[英]Python requests, can't log into a site
I am trying to use Python (3.2) requests to login to a site and navigate protected content on subsequent pages. 我正在尝试使用Python(3.2)请求登录到站点并在后续页面上导航受保护的内容。 However, when I login it seems to just leave me at the original login page (not navigating to the success page), and the subsequent page call is only showing the unprotected content.

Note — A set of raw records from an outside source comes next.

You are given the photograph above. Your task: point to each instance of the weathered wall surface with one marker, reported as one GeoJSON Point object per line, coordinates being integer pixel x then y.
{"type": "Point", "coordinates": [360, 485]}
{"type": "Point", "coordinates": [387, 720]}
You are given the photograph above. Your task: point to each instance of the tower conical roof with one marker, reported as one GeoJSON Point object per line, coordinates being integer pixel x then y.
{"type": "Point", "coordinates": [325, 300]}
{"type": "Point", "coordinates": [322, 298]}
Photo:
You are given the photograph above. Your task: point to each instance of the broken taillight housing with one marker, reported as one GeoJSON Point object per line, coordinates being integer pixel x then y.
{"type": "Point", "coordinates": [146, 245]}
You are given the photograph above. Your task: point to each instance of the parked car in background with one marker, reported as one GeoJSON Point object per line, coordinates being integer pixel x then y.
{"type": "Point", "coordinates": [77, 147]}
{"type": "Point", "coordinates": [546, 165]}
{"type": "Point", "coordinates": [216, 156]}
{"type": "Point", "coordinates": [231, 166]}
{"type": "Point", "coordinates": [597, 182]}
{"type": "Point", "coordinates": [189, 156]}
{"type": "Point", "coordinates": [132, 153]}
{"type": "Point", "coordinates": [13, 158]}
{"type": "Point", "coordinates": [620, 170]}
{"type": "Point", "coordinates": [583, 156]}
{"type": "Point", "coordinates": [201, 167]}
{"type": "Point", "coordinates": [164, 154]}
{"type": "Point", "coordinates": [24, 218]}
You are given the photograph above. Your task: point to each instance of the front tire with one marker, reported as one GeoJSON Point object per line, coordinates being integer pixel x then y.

但是,当我登录时,似乎只是将我留在原始登录页面上(而不是导航到成功页面),随后的页面调用仅显示未受保护的内容。 Can you please help me identify the bug in my code:
您能否帮助我确定代码中的错误:
import requests
import sys
class login:
def __init__(self):
self.payload = None
self.c = None
def start(self,username,password,loginpage):
self.payload = {'login':username,'password':password}
self.loginpage = loginpage
def login(self,url):
self.c = requests.session()
response = self.c.post(self.loginpage,data=self.payload)
if response.status_code == 200:
request = self.c.get(url)
print(request.text)
if __name__ == '__main__':
username = 'username'
password = "password"
loginpage = "https://www.clubfreetime.com/login/"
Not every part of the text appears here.